Moreover, his words clearly look like verbal juggling, because apart from Nagorno-Karabakh, seven more regions of Azerbaijan are still under occupation. But, the Swiss official prefers not to mention them.
Not satisfied solely with the topic of the Armenia-Azerbaijan Nagorno-Karabakh conflict, he switches to Turkey for a stronger effect, beginning usual demagogy about the so-called Armenian genocide.
According to him, Switzerland feels sorry that Armenian-Turkish protocols signed in Zurich in 2009 haven’t been implemented yet, because normalization of Armenian-Turkish relations would lead to peace in the region and corresponds to the interests of all sides.
“In 2003 Switzerland recognized the “genocide” hoping that such crimes won’t occur anymore,” he added, making a side note, that the process of reconciliation with Turkey has never been connected to the recognition of the “genocide”.
Then, why he mentioned the so-called “Armenian genocide” together with the Zurich protocols? That is another piece of hypocrisy from de Buman, because both the EU and Switzerland have long used the “genocide” card as means of pressure on Turkey. Former French Foreign Minister Michel Barnier used a similar rhetoric back in 2004, and quite soon the so-called genocide has become a basis of anti-Turkish campaign in Europe. It’s enough to recall the events caused by Dogu Perincek’s public denial of the so-called genocide in 2013.
All the abovementioned proves that European countries have long used the “Armenian issue” to interfere foreign and, recently, internal affairs of Turkey.
Azerbaijan, after gaining independence in 1991 and emerging as new regional power, has turned into a new subject for attacks. De Buman’s speech perfectly fits the anti-Turkish rhetoric in this regard.

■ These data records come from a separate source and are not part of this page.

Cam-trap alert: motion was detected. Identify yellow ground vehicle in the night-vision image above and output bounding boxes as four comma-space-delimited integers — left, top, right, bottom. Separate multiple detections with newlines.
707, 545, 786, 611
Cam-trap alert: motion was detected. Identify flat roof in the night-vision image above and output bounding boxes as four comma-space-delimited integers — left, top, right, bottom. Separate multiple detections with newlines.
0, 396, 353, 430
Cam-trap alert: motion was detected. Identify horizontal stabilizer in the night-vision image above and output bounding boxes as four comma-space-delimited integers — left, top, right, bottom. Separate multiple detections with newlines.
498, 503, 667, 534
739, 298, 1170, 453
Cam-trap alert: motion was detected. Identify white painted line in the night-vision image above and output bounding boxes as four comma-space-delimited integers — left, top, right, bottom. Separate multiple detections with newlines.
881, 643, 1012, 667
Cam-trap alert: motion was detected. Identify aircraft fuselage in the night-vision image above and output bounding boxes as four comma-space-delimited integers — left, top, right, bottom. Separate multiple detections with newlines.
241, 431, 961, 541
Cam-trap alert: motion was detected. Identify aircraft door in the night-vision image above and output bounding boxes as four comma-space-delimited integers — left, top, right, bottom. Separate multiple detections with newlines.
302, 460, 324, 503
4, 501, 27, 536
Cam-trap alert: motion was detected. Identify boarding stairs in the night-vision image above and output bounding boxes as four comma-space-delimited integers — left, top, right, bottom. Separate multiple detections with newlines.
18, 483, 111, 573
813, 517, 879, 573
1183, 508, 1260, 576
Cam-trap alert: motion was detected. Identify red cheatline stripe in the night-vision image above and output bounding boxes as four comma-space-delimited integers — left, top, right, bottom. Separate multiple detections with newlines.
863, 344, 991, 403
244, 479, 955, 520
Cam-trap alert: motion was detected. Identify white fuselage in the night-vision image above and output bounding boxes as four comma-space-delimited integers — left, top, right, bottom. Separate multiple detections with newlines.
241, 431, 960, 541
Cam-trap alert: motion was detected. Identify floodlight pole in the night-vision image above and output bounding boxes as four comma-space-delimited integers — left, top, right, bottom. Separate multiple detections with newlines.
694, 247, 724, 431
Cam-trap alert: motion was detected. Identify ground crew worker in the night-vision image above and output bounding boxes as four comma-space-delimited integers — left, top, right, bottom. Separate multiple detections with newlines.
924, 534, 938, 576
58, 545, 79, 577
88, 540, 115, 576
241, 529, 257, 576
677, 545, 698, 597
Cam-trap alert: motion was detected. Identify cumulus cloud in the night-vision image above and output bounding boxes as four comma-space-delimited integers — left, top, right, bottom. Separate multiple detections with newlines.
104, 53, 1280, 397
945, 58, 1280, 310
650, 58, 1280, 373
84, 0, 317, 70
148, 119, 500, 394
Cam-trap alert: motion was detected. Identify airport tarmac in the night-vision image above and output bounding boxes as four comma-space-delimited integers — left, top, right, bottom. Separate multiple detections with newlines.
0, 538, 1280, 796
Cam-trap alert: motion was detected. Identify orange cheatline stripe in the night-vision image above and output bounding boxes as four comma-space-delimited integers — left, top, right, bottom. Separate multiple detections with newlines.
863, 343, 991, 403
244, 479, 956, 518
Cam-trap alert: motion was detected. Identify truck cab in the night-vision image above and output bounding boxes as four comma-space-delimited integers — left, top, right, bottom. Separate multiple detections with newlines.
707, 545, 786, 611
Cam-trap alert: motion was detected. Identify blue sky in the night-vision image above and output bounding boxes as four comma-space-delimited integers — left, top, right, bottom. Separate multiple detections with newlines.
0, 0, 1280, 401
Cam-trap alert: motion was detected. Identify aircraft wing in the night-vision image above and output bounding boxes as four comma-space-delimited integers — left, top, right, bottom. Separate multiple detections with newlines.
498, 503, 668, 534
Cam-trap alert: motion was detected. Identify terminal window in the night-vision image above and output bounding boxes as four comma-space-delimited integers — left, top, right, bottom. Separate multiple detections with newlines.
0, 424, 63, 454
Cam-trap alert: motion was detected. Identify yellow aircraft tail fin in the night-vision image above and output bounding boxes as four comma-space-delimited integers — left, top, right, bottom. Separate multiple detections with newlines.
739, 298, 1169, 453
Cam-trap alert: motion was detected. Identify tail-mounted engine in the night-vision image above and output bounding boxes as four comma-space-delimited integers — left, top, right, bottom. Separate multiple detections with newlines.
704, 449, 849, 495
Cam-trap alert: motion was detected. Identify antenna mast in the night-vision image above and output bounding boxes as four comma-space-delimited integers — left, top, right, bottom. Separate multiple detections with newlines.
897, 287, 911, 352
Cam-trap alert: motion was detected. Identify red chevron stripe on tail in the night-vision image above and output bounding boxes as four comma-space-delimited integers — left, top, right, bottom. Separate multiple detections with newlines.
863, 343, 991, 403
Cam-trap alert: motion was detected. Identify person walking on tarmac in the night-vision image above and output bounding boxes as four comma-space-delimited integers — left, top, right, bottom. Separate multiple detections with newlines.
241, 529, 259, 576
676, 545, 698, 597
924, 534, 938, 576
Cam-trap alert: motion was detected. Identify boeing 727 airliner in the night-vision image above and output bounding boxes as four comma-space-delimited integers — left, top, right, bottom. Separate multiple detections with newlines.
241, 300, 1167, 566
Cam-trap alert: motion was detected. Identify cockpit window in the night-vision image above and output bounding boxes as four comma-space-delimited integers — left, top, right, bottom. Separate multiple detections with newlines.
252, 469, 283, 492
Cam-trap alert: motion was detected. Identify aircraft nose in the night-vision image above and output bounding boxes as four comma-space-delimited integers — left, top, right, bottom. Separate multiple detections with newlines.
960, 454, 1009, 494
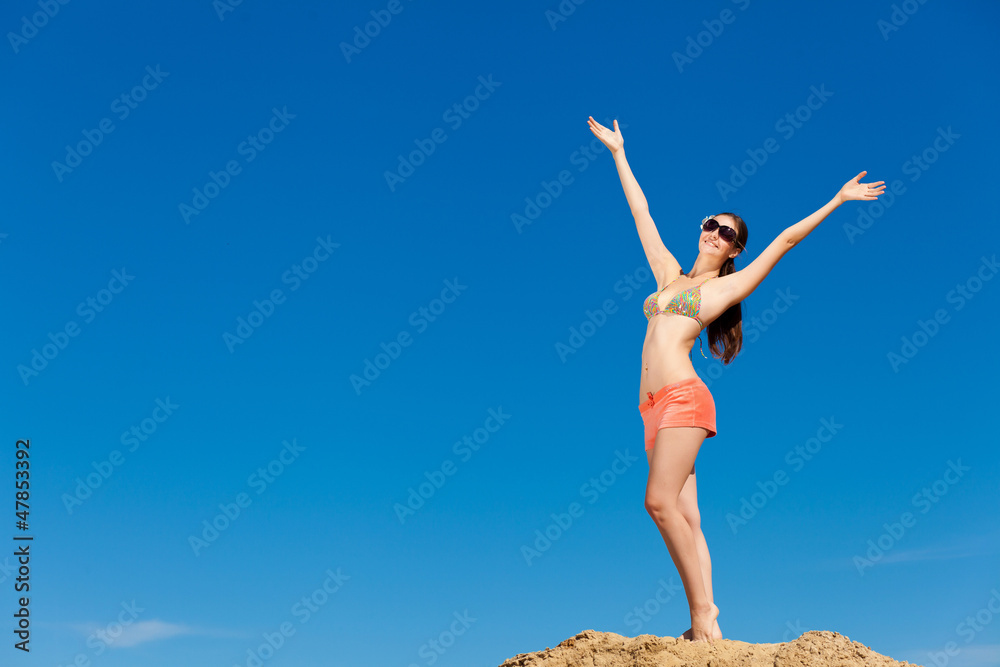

But how can one speak about neutrality and unbiased position under such circumstances? How can one believe to words of those, who speak about fairness, international law and support to Azerbaijan’s righteous position, while voicing Armenian-inclined, even anti-Azerbaijani ideas from the tribunes of Yerevan?
Maybe it is a high time to revise some processes developing around the Armenia-Azerbaijan Nagorno-Karabakh conflict and discard those who are unable to really contribute to solution of the problem?
The Foreign Ministry of Azerbaijan reacted to the issue already, stressing that the president of the Swiss National Council undermines the negotiations on settlement of the Armenia-Azerbaijan Nagorno-Karabakh conflict.
“Abusing his official status as President of the National Council of Switzerland, de Buman during his visit to Yerevan, contradicting the policy of neutrality of Switzerland, made prejudiced statements, and he harms the negotiations for the settlement of the Armenia-Azerbaijan Nagorno-Karabakh conflict,” said Azerbaijani Foreign Ministry’s Spokesman Hikmat Hajiyev.
Shortly after, the Swiss side officially clarified its stance on topic, reiterating support to the territorial integrity of Azerbaijan and putting de Buman in an awkward position.
“The Swiss Confederation has neither recognized the independence of Nagorno-Karabakh nor has it ever questioned the territorial integrity of Azerbaijan," the Federal Department of Foreign Affairs (FDFA) of the Swiss Confederation told Trend.
So, whose tune does Mr. de Buman dances to?